Susana Nascimento Duarte e Maria Filomena Molder
A psicogeografia e a deriva são descritas, no texto de Guy de Debord, Théorie de la Dérive, como técnicas para explorar e estender as qualidades imaginativas e experienciais das paisagens urbanas, por sua vez, integradas numa prática mais alargada de construção de situações, cara aos situacionistas, com o propósito de atingir a transformação revolucionária da vida quotidiana. Estas experiências psicogeográficas de dérive enquadravam-se, à época, na ideia de uma unidade virtual da cidade feita de fragmentos dispersos, configurando uma teoria do urbanismo unitário que pressupunha a possibilidade de pôr em comunicação diferentes partes da cidade. Depois dos anos sessenta, segundo alguns na sequência da ideologização do urbanismo, a teoria do urbanismo unitário entrou em decadência e com ela também as experiências de dérive na sua associação ao situacionismo. Tendo como ponto de partida este quadro de referências, pretende-se neste texto abordar o atual contexto revivalista da ideia situacionista de psicogeografia e de dérive, em que estas experiências deixaram de estar associadas a um movimento de transformação da vida, através da transformação da relação ao espaço, nomeadamente urbano, e passarem a ser ou um fim em si ou, na melhor das hipóteses, procedimentos constrangidos de criatividade urbana. Por outro lado, tendo sido abandonada qualquer expectativa de transformação utópica, revolucionária ou mesmo progressista da experiência quotidiana, o que resta destas teorias e práticas urbanistas, e dos seus esforços de subversão das formas de vida, é eventualmente a dimensão de crítica da vida contemporânea no modo como se exprime e traduz por relação ao espaço urbano, aos lugares da cidade. O cinema servir-nos-á de ferramenta privilegiada para evidenciar alguns dos contornos e manifestações que uma tal crítica pode tomar hoje.

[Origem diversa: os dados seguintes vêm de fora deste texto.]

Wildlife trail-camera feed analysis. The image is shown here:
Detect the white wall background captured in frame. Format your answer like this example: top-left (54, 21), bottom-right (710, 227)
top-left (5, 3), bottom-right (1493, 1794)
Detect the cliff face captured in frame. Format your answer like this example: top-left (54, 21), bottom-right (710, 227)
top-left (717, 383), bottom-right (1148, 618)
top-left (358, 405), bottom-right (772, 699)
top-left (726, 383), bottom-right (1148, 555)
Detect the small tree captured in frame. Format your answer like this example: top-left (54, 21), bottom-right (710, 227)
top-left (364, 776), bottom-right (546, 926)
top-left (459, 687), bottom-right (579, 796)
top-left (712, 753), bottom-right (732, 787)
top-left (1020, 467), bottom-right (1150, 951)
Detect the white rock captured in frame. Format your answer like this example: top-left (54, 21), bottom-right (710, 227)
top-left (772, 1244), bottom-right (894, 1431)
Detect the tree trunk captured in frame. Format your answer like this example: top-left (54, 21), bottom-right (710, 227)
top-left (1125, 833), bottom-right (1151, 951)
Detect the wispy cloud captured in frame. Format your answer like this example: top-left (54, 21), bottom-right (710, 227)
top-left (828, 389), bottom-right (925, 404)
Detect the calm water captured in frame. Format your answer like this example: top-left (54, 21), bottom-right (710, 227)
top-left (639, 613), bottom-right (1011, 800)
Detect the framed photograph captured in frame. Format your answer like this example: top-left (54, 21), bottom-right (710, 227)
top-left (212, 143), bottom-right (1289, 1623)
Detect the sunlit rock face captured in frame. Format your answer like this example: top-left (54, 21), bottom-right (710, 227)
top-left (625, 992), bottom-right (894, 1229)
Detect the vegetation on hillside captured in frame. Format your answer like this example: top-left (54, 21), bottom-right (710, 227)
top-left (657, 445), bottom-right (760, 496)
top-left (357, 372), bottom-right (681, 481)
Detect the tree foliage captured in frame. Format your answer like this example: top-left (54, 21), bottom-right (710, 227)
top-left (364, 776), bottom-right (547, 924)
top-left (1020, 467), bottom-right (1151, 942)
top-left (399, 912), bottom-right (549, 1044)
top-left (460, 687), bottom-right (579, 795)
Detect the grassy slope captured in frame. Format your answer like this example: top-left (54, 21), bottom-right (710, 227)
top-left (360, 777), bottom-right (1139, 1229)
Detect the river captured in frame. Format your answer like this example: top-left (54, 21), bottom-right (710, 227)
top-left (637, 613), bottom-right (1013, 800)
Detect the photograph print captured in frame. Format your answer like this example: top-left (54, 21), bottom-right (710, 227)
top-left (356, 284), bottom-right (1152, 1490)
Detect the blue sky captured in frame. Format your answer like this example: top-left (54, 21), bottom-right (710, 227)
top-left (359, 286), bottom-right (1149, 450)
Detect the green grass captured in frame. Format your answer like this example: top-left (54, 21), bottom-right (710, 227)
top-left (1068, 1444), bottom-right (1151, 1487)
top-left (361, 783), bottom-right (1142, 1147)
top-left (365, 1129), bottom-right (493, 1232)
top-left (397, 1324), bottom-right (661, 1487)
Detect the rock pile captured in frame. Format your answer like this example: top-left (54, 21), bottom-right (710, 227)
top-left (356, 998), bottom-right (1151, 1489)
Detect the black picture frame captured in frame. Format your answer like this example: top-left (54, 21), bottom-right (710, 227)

Na terceira parte do vol. 1 de L’invention du quotidien, Michael de Certeau procura incessantemente clarificar as diferenças entre cartografar e viajar, um mapa e um caminho, olhar e andar. Quer dizer, ao mesmo tempo que se detém no acto concreto de habitar uma cidade – no qual o quotidiano se faz –, de Certeau intervém a partir das suas observações no debate sobre as condições de possibilidade e os limites do conhecimento teórico.
Considerar a cidade como um texto que se escreve sem se poder ler equivale à descoberta agostiniana de sabermos o que é o tempo se ninguém nos perguntar o que é, pois agimos nele e respondemos por ele, e à exigência wittgensteiniana de fazer jus a uma pintura onde as tintas escorreram umas sobre as outras: qualquer descrição que tente corrigir essa mistura estará a apagar, esquecer ou desprezar a sua realidade própria. Não é sem razão que as primeiras páginas deste volume de L’invention du quotidien são dedicadas ao pensamento de Wittggenstein.
Que espécie de discurso é este que Michel de Certeau inventa para ousar fazer a apologia da cegueira e da opacidade contra a vidência e a transparência, alimentos da voracidade do ponto de vista teórico e da sua redução exaltante?